JF Ptak Science Books Post 2537
"Just the place for a Snark!" the Bellman cried, As he landed his crew with care; Supporting each man on the top of the tide By a finger entwined in his hair."
So opens the semi- and fully-immortal The Hunting of the Snark. an Agony in Eight Fits, by the fully-and-not-partially-immortal Lewis Carroll, which (if it can said what the book is about) is about eight guys whose professions all begin with a letter "b" plus a beaver in search of a Snark. In the second of eight Fits that comprise this lyrically nonsensical poem, we encounter a map of the route of possibilities taken by the group, this being in the charge of the Bellman. This is not only the finest map illustrating a Fit that exists, it is also (as I've stated earlier in this blog) one of the most beautiful maps ever published. It is a beautiful map of nothing, showing nothing, and marking the route of nothing. Perfect for the Snark story.
The Bellman himself they all praised to the skies-
Such a carriage, such ease and such grace!

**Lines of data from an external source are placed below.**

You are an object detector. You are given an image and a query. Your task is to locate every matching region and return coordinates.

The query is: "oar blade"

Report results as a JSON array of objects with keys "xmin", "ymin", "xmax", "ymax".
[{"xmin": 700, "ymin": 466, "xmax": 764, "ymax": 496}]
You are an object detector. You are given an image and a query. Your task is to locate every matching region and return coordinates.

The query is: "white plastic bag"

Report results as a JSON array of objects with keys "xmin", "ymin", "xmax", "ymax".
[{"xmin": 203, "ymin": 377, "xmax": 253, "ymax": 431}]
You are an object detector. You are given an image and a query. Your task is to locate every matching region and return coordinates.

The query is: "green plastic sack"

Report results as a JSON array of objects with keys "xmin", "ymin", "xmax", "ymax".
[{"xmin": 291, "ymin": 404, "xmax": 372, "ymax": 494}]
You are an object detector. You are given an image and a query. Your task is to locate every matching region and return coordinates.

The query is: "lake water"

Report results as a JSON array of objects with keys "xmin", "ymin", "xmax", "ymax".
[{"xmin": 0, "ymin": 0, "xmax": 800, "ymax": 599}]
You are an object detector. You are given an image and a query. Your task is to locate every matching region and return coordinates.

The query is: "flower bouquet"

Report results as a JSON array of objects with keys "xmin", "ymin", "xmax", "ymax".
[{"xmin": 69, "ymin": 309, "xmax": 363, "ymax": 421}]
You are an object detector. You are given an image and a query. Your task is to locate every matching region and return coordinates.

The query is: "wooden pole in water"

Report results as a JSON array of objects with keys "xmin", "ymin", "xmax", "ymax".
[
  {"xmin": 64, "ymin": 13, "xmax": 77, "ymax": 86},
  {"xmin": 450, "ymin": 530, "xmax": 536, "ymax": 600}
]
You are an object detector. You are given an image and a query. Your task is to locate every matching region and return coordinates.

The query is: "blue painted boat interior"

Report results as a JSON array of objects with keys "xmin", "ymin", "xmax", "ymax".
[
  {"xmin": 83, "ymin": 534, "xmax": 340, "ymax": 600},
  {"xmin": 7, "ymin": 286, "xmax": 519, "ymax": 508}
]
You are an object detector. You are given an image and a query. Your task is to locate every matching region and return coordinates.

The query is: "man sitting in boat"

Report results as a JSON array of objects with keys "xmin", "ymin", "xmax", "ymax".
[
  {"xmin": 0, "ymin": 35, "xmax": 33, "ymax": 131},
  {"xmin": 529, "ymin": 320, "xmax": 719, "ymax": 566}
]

Such solemnity too! One could see he was wise,
The moment one look in his face!
He had bought a large map representing the sea,
Without the least vestige of land:
And the crew were much pleased when the found it to be
A map they could all understand.
"What's the good of Mercator's North Poles and Equators,
Tropics, Zones, and Meridian Lines?"
So the Bellman would cry: and the crew would reply,
"They are merely conventional signs!
"Other maps are such shapes, with their islands and capes!
But we've got our brave Captain to thank"
(So the crew would protest) "that he's bought us the best-
A perfect and absolute blank!"
Sometimes there is nothing so fine as something that beautifully illustrates the nothing that isn’t there, and this lovely map, unencumbered of all of the elements and details that define the mapness of something, perfectly explains the origin of its need.
The Snark evidently occurred to Carroll while he was out walking on one bright summer day, on a hillside--actually, it was one line of poetry, and it wound up being the closely line of the book.
In the midst of the word he was trying to say, In the midst of his laughter and glee, He had softly and suddenly vanished away—- For the Snark was a Boojum, you see.
So we had those eight guys and a beaver, setting out from points unknown and going to places not seen.
This was all started by that string of poetry that entered Carroll's head on his walk. He didn't know what it meant, and didn't know where it was going; he did however set out to figure it out for himself. ("I know not what it meant, the; I know not what it means, now..."1) I find it such a lovely thing that Carroll would spend so much time trying to retrieve the intellectual evidence of where this line came from. And what his investigation revealed was The Hunting of the Snark. And at the end of the day, Carroll was no closer to knowing what a Snark was, in spite of all of the writing and commentary and criticism. Throughout the rest of his life Carroll insisted that he didn't know what the poem meant, though it could have meant something. It was supposed to have been a work of nonsense and illogic, but I think it fits with the rest of his work on nonsense and the logic of it, so my best guess is that there was nothing quite so logically in his works as the reach of the illogical in pursuit of a logical end.
- Full text of the Snark, here, via Project Gutenberg. http://www.gutenberg.org/files/13/13-h/13-h.htm Also a pdf with illustrations: http://www.archive.org/stream/huntingofsnarkan00carruoft#page/n27/mode/2up
1. This line occurs in Morton Chase's Lewis Carroll, a Biography, published by Macmillan in 1995, p 404.